Billy Andrade has at least one advantage over most of his fellow pros on the PGA Tour Champions when it comes to stopping the recent dominance of Bernhard Langer.
Andrade has beaten Langer in both of his individual victories on the Champions Tour, which will come to Caves Valley Golf Club for the Constellation Senior Players Championship on July 11-16.
After teaming with Joe Durant at the 2015 Legends of Golf for his first Champions Tour win, Andrade held off Langer by a shot later that year in the Boeing Classic, then defeated Langer in a one-hole sudden-death playoff in the season-ending Charles Schwab Cup Championship.

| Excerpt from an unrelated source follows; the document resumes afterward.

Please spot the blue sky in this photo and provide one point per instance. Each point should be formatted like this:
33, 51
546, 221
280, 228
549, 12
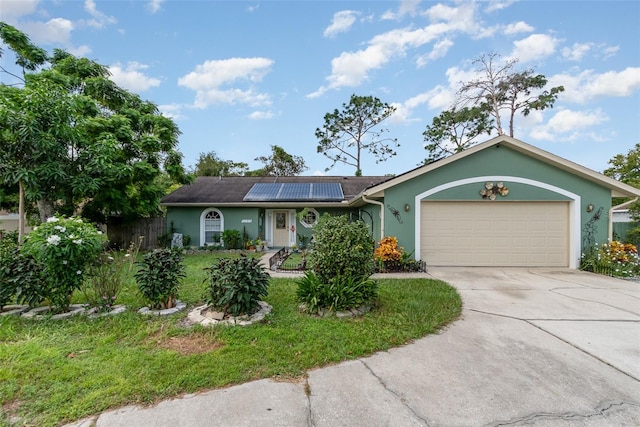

Asked Tuesday what the secret has been in beating Langer, Andrade said, "I think you've got to get a little lucky and the first one I got very lucky in the final round."
Andrade made a triple-bogey 7 on the fifth hole in the final round at TPC Snoqualmie Ridge outside in Seattle to overcome both the elements and Langer.
"It was a survival test," Andrade, now 53, recalled during a Media Day visit to Caves Valley. "The weather was iffy. It was windy. Low scoring was tough. We all were just trying to get it in, and I was fortunate to beat him there."
Andrade called the experience of beating Langer in a playoff for the Schwab Cup Championship at Desert Mountain's Cochise Course in Scottsdale, Ariz., "really cool" since the then-58-year-old German won the yearlong title and a $1 million annuity while Andrade had his biggest payday on the Champions Tour, earning $440,000.
"To beat him in a playoff there was something I'll never forget," said Andrade, who needed to shoot a closing round of 6-under-par 64, watched Langer lip out an eagle putt right and then make a 10-footer for birdie himself just to force the playoff.
Andrade has not won since, in part because of the Langer's dominance.
Langer, now 59, has won seven times the past two years, including three times in nine events this season. Langer has won his past two tournaments, back-to-back major victories at The Tradition and PGA Senior Championship, where Andrade finished a season-best third.
Not that Andrade nor anyone else should have much hope in this year's PGA Senior Players Championship, which Langer has won a Champions Tour record three straight years despite the fact that it was played at three courses.
After the final round last year, Andrade recalled a group of players driving from the Philadelphia Cricket Club to Baltimore to tee it up the next day at Caves Valley.
The group included Langer, who is a member at Caves Valley.
"You talk about being excited about coming to a place," Andrade told those who had assembled for Media Day. "We all drove here from Philly. It wasn't hard to get players to come here on a day off because we had an opportunity to play a place this beautiful."
Andrade is hoping his recent play in the PGA Senior Championship at Trump National Golf Club in Sterling, Va., will be the start of some better results. He has had only one other top 10 finish — a tie for fourth in Tucson in March — this year.
"We have a Senior U.S. Open before here, in Boston, close to where I grew up [in Rhode Island]. I'm really looking forward to Salem [Country Club for the Open] and really looking forward to coming here," Andrade said. "Confidence always comes when you play well in majors, especially like the Trump course. It was hard, and I handled it OK. It could have been a few shots better and have a chance. You have to tip your cap to Bernhard — he played unbelievable."
Andrade was long known as a solid, if a bit streaky, player during a PGA Tour career that began in 1987. Two of his four career victories came in back-to-back tournaments, at the Kemper Open and Buick Classic in 1991. He earned more than $12.4 million on the PGA Tour, and an additional $3.8 million on the Champions Tour.
As he was making the transition between tours, Andrade became on-course analyst for The Golf Channel at PGA Tour events for which he was not eligible. Though his glib personality would have allowed Andrade to develop his talents as a commentator, he knew he was strictly biding his time until he turned 50.
"I enjoyed it," he said. "I learned a new craft, something I really didn't want to pursue. I wanted to come out here and play Champions Tour golf. It's something I can go back and do if I wanted to go back. I never had a boss in my whole life. I did everything on my own. All of a sudden you're working for other people and it's a little different. I like being my own boss. It's a lot easier."
NOTES: Constellation Energy will contribute $500,000 in grants to Baltimore-area charities, it was announced Tuesday. The grants will go to eight organizations: Family Tree; The First Tee of Greater Baltimore; Junior Achievement of Central Maryland; Kennedy Krieger Institute; Living Classrooms Foundation; Ronald McDonald House Charities of Baltimore; Special Olympics of Maryland; and the UMES, which runs the only PGA management degree program at a historically black university.